Number 2 - EURO-COUNTRY by CMAT
I don't understand how it's possible for me to still see CMAT in small music venues. I don't understand why she's not a massive star, I don't know why you're not hearing Take A Sexy Picture Of Me or Running/Planning or Lord, Let That Tesla Crash on the radio constantly. What I do know is that if this album is not near the top of every single UK based best albums of 2025 list there has been a critical failure of music journalism from which we will never recover. I wrote effusively about why I love CMAT on this blog last year and you should just go read that, then listen to this because its the smartest, funniest and interesting album to come out of Europe in the year of our lord 2025, and would have been number one on my list were it not for something truly unexpected.

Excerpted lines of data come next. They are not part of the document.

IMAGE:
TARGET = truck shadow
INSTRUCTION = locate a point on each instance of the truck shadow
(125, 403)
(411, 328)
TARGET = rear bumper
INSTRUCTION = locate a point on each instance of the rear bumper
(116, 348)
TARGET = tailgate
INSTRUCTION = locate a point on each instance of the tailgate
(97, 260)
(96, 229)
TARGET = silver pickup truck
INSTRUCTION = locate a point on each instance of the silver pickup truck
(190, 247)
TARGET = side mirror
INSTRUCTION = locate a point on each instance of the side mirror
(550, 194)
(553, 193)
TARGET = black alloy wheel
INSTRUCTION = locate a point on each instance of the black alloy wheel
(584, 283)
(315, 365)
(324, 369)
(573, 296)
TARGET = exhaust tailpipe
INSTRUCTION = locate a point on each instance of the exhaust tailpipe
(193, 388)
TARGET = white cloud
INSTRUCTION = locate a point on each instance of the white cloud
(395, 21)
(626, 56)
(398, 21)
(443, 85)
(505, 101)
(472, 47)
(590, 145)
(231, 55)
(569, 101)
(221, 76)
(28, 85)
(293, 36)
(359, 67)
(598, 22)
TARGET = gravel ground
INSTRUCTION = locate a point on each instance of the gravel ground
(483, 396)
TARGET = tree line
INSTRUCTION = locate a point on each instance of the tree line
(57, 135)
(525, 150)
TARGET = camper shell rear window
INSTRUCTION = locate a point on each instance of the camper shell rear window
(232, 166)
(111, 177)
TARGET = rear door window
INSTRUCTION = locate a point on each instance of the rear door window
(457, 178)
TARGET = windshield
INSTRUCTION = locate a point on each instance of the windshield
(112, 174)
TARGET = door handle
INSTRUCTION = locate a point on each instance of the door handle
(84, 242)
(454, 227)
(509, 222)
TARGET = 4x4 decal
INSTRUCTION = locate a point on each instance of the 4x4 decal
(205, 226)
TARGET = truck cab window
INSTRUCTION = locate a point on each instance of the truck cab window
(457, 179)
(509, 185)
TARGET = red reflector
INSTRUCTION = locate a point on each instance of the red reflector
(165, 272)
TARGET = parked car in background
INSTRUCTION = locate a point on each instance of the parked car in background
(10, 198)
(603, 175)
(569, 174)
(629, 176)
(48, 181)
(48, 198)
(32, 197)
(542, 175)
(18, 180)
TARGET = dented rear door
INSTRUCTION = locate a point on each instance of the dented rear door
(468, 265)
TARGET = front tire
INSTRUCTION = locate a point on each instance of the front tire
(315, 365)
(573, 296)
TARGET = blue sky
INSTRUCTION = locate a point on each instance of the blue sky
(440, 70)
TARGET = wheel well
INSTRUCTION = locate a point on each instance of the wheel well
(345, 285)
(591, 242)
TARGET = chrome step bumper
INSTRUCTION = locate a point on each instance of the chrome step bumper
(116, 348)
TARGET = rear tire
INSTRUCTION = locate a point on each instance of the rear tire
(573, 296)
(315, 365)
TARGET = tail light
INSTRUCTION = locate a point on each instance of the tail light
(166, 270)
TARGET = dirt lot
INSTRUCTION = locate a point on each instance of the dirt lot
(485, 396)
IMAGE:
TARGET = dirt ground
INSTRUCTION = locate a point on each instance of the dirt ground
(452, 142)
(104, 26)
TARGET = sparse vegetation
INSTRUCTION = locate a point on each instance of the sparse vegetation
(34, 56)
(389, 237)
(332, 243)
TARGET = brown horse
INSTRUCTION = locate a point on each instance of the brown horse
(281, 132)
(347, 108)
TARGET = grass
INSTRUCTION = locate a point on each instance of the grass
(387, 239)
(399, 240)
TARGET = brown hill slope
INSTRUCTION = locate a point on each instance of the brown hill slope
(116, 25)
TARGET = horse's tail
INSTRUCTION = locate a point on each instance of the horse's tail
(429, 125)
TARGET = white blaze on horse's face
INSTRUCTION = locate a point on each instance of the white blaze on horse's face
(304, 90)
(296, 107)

One track I'd recommend: No. I refuse. You should listen to all of If My Wife New I'd Be Dead then Crazymad, for me then this whole album and I will accept nothing less. You can thank me later.
Number 1 - Ego Death At A Bachelorette Party by Hayley Williams
If there's one thing that 2025 and this whole musical journey has made abundantly clear to me it's that you should make an effort to surround yourself with people who will, out of the blue, hear something and think about you, then send you a Whatsapp message which in turn delivers to you your favourite album of the entire year. Like this:-
Georgie's message at the start of August might have fallen on deaf ears or got shuffled to the back of my mental to do list otherwise. I wasn't expecting a solo project from the lead singer of Paramore to deliver the truly most unexpectedly introspective, self-aware, vulnerable and brilliant album of the year. I didn't think it was possible for someone to interpolate the chorus from The Bloodhound Gangs The Bad Touch and make it meaningful and devastating. I didn't think it was possible to write a pop-punk celebration of your own reliance on anti-anxiety medication. I didn't think it was possible to write the most concise summation of the collapse of social systems the US South as four minute musical tirade which has remained stuck in my brain for five months without pause. I didn't have any expectations for this album or what it could be - I was expecting something just, I guess, more like Paramore. That lack of preconceptions left me completely blindsided; I was expecting the CMAT album this year to be good, funny, smart, well written and full of songs I couldn't pry out of my renegade subconscious. I wasn't expecting all that to be true of this album as well, and so it sits here as my favourite album of the year without real competition.
If you think you know what this album is, or will be, if you've dismissed it out of hand as some self-indulgent solo project from the singer in a pop punk band, you're only letting yourself down. It's a singular creation that will occupy a significant part of my listening in the coming year, of that I am sure. So, take my recommendation, a stranger (or not) on the internet. Go, listen to this album, all the way through, and then tell me what you think. That's how it starts.
Happy New Year.
* I have about 200 albums still to write about throughout the course of the next few months before I am officially done, but the listening part is over.
** I'm still going back and forth with Geese if I am honest. I find the music they make extremely interesting but I'm struggling to get past Cameron Winter's vocal delivery which really doesn't sit very well with me. This one is still a puzzle I'm trying to solve.